Why film commissions are really your friend
By Richard Whittaker,
12:25PM, Fri. Oct. 24, 2014
What's the difference between a director and filmmaker? A filmmaker carries their own equipment.
That off-the-cuff gag from Austin Film Commission chief Gary Bond summed up the Lone Stars: Film in Texas panel at the Austin Film Festival. The independent filmmaker has a pretty heavy load to heft around, but the speakers from an assortment of local and statewide offices suggested that, if they can't exactly shoulder the load, at least they can make sure the weight is distributed sensibly.
This wasn't about answering questions: It was about letting people know where to find the answers by themselves. Heather Page, director of the Texas Film Commission, explained that, while high-profile projects like NBC's Revolution are great for the economy, "as Texas filmmakers, we want to have Texas films made in Texas." Moreover, while most productions in Texas don't spend anywhere near the $250,000 required to pull in state production incentives, there is still a long menu of services her office provides that can help even the smallest shoot.
For example, with 100,000 images on file, she estimates that her office has the largest location photo library "probably in the country, possibly in the world." Filmmakers and directors regularly ask them: "I'd like to shoot in Texas, I'd like to shoot in Austin, I'd like to shoot in the Panhandle, can you come up with a list of locations?" Then there's the Film Friendly Texas program, which works with 58 communities around the state to make them as film-savvy as possible. "That's half the battle," said Page, "having people who understand what you need and what's involved."

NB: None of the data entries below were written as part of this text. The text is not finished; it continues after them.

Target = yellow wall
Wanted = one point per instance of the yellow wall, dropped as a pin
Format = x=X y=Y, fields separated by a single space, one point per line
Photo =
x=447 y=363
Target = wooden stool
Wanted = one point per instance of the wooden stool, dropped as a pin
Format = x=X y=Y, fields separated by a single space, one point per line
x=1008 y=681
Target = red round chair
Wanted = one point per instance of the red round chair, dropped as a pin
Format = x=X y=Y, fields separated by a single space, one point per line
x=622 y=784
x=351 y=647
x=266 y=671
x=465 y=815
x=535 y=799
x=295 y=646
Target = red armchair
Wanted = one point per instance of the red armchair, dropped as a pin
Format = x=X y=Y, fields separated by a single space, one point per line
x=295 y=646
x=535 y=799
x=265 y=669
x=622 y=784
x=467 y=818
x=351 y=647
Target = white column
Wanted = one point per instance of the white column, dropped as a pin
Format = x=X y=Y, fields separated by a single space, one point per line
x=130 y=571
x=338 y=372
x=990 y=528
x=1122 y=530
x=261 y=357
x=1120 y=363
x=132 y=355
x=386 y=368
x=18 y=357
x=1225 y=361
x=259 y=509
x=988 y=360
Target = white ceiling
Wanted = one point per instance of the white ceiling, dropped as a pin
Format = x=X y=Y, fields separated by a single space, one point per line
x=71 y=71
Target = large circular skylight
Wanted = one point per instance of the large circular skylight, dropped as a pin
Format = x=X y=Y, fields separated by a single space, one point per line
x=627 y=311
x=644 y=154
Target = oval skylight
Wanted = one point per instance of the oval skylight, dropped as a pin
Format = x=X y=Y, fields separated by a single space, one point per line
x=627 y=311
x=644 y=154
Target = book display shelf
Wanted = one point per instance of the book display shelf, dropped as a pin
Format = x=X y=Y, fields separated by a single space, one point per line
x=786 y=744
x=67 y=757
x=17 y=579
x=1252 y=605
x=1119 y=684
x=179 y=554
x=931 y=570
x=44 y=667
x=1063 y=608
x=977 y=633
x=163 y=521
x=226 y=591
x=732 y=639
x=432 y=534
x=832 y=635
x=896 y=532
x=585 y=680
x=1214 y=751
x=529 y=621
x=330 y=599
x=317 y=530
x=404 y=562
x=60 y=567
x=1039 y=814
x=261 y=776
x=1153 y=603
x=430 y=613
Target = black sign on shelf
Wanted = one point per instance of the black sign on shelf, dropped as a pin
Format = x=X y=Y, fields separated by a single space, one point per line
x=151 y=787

Bond suggested that the office's crew listings provide the same kind of dual service, both helping films find crews, and helping crews get a good reputation. "When you do well, you do better the next time around," he said. "It's what you know and who you know."
Here's the rub. Directors tend to know these things, or they have a producer to know it for them. Filmmakers, maybe not so much, and Bond was eager to put their mind at rest. "Our job is to create jobs," he said. "Film commissions are not the movie police. A lot of filmmakers working guerrilla style think that, if they get in contact with the authorities, they'll get in trouble. We don't do that. We want you to make your project.'
"Just don't call me up and ask me how much it costs to rent the Capitol for three days," he said. "Ask Heather."
In Austin, there's always the Austin Film Society to help nurture filmmakers and wannabe filmmakers. Associate artistic director Holly Herrick pitched that they're doing a pretty good job of making Austin somewhere that filmmakers and directors want to live and work. She said, "Someone like David Gordon Green, who went to school in North Carolina, is back in Texas and made his last three films in Texas."
Like the TFC, the AFS provides grants: But like the TFC, that's not all they do. However, she argued that applying for their grants is a good idea, even if your project is not successful. The AFS is one of the few subsidizing arts bodies that gives feedback while the applicant is filling out paperwork. The society will also intensively workshop four select projects from the applicant list, and nearly completed films can be screened in the works-in-progress series.
And, yes, there's the cash itself, including the one thing a lot of filmmakers forget: Sure, they'll remember to budget to apply for film festivals, but will they remember flight costs? That's why AFS offers a travel grant, which will help recipients travel if their film is accepted into any of 50 top-tier festivals ($500 for domestic, $1,000 international). "There are so many festivals we would like to send people to, but we run out of money every year."
With roughly 60 festivals a year in Texas, the advice from the panel was unanimous: Always apply to everything you can, because you never know when or where you'll find an audience. Trish Regdon, executive director of Houston Cinema Arts Society explained, "Everything I've ever done has come about because I went to a film festival."